Ross a toujours été froid mais là, il est carrément glacial. On dirait qu'il ne ressent rien.

- Va te faire...commence l'homme-tigre.

Mon coéquipier lui écrase la gorge du talon, et sa phrase s'achève sur un gémissement étranglé.

- Je répète ma question. Comment tu t'appelles ?

- J'dirai rien.

Ross se penche en avant, augmentant la pression sur la trachée du zoonite.

- Pitié ! Ils me tueront si je parle !

- C'est moi qui vais te tuer si tu ne parles pas.

L'homme secoue la tête. Ses yeux brillent de terreur. Aussi menaçant que soit mon coéquipier, il a de toute évidence plus peur de ses patrons.

Pourtant...il a volé la mallette. Il les a défiés.

Quelque chose nous échappe. Et j'ai un moyen de découvrir quoi.

A peine cette idée m'a-t-elle traversé l'esprit que je me sens flancher.
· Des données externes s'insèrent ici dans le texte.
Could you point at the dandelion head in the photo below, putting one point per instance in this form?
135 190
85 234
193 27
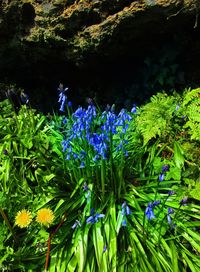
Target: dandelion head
23 218
45 216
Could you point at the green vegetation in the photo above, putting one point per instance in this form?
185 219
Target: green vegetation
101 191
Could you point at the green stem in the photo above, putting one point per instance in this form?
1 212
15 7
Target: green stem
8 224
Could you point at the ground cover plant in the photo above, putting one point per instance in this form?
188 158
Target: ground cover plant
100 190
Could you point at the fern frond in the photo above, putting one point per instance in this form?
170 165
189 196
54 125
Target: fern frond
154 116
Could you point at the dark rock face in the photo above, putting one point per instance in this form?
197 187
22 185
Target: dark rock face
98 44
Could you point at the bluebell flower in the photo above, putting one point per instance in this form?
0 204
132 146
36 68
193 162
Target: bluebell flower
156 203
171 192
64 121
165 168
69 104
125 209
134 110
124 223
170 211
184 201
149 212
63 102
76 224
104 249
82 165
5 152
161 177
24 98
94 218
85 187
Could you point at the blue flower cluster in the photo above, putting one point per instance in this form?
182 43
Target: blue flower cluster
91 135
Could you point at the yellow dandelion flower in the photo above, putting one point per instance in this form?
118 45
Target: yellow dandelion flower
23 218
45 216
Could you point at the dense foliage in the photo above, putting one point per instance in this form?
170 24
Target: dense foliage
101 191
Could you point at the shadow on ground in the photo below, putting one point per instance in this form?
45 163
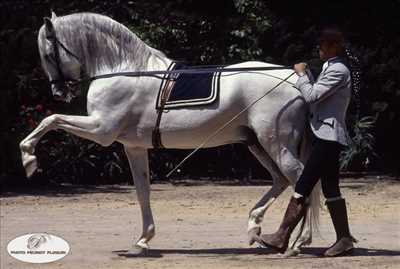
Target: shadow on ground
311 252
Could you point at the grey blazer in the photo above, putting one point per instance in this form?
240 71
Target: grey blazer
328 99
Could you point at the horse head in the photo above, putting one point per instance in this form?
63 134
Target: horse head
60 63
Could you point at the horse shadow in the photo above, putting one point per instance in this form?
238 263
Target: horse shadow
306 253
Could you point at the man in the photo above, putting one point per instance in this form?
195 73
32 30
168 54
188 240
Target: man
328 99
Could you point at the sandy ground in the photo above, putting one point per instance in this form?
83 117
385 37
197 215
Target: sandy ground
198 226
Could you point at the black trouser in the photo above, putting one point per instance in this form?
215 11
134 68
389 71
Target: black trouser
323 164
Un souvenir s'impose à moi.

La dernière fois que j'ai utilisé mon pouvoir, j'avais quatorze ans.

Le Prof et moi sommes attablés dans la petite cuisine de notre appartement, situé juste au-dessus de son atelier. Cela fait sept ans que nous y vivons-sept ans que le cauchemar du projet Akhilleús s'est achevé. Il travaille comme mécano, et gagne juste assez pour nous faire vivre tous les deux. Je ne suis pas inscrite à l'école, c'est lui qui me donne des cours. Il m'a appris à réparer presque n'importe quel moteur de n'importe quelle navette, et je l'assiste dans son travail. A part quand il m'envoie acheter du matériel, je m'éloigne rarement de chez nous. Ça me va. Mon existence n'a jamais été aussi paisible, aussi agréable, et je voudrais qu'elle continue ainsi pour toujours.

- T'as de la sauce tomate sur le menton.

Il sourit, essuie la tâche.

- Qu'est-ce que je ferais sans toi, Cass, me remercie-t-il.

Cass. C'est lui qui a commencé à m'appeler comme ça, peu après la fin d'Akhilleús.

- Il te faut un nom, m'a-t-il dit. 55, c'est pas un nom, ça.

- Cass...à quoi tu penses, ma petite Cassie ?

Sa question me ramène au présent. Je souris.

- Rien d'important.

Je m'attends à ce qu'il laisse tomber, mais il se penche vers moi par dessus ses pâtes. Une lueur brille dans ses yeux, derrière ses épaisses lunettes-une lueur qui m'effraie.

- Dis-moi...est-ce que parfois, des choses...inexpliquées se produisent ?

- Des choses inexpliquées ?

- Est-ce que tu entends des...comment dire...des paroles que les autres n'entendent pas ? Ou peut-être que se sont des images, qui apparaissent d'un coup dans ton esprit ?

Je me raidis. Mon cœur s'emballe. Je sais de quoi il parle, et je sais aussi que je ne dois pas le lui montrer. J'éclate d'un rire forcé.

- Toi, lancé-je, tu as bu quelque chose.

Il sourit, revient à son plat. L'éclat déçu qui traverse son regard ne m'échappe pas, cependant.

Et tout à coup...j'ai envie de le lui dire. Envie de lui parler de cette chose dans ma tête, cette chose qui lutte en permanence pour s'échapper. Je voudrais lui confier la crainte qu'elle m'inspire.

Le Prof m'a élevé comme sa fille. Il m'a appris à lire, à compter, a séché mes larmes et m'a bordée quand j'étais malade. Il est le seul à avoir jamais pris soin de moi, à m'avoir traitée comme un être humain.

Je peux lui faire confiance.

J'ouvre la bouche ; m'arrête juste à temps. Il me jette un regard interrogateur. J'improvise, pose ma main sur la sienne.

Alors, la chose dans mon esprit s'éveille. Pour une fois, je ne cherche pas à l'arrêter. Elle enfle, s'agite, puis elle perce la barrière de mon crâne et se glisse dans le sien.

Les souvenirs défilent. Je les connais, ces images, je les ai vécues, et pourtant elles sont différentes. Je ne les vois plus depuis mon corps, mais depuis le sien. Sept ans de vie commune, à travers ses yeux à lui.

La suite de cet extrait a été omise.